Que tocara el agua, oyó que le decían (y adivinó que, en la oscuridad, esa boca debía de estar sonriéndose).

 

No bien mojó los dedos, de los dedos se extendió en página de algas una caligrafía de luces. Sumergió toda la mano: al sacarla relumbraba como un aldabón de bronce bruñido. Ahora con las dos palmas hizo llover para arriba: al asperjar el cielo una aureola vacante buscó su santo.

 

Que llenara ese cubo, oyó que le decía la misma voz sonriente. Ezequiel ya no dudó: el Otro no se había quedado en Buenos Aires, sino que seguía acompañándolo.
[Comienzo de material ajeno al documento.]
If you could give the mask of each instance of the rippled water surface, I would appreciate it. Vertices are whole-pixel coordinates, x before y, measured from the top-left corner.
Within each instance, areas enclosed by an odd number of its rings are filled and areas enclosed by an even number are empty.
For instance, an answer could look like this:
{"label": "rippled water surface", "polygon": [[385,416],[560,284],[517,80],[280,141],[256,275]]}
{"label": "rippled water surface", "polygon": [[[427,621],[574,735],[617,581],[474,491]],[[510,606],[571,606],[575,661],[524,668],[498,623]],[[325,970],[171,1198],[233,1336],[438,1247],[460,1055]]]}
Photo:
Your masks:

Aunque siempre había presentido su presencia a las espaldas o en el fondo de los espejos, nunca alcanzó a verlo. Cogió el cubo, lo colmo y, volviéndose rápidamente, arrojó el agua. El agua, toda reverberante de noctilucas, chocó en el aire y bañó una forma invisible. Por un instante vio al Otro, revestido de una piel viva, fluida y dorada. Estaba de pie sobre la cubierta, como el fantasma de una estatua. El rostro era idéntico al de él, solo que embellecido por una luminosa sonrisa.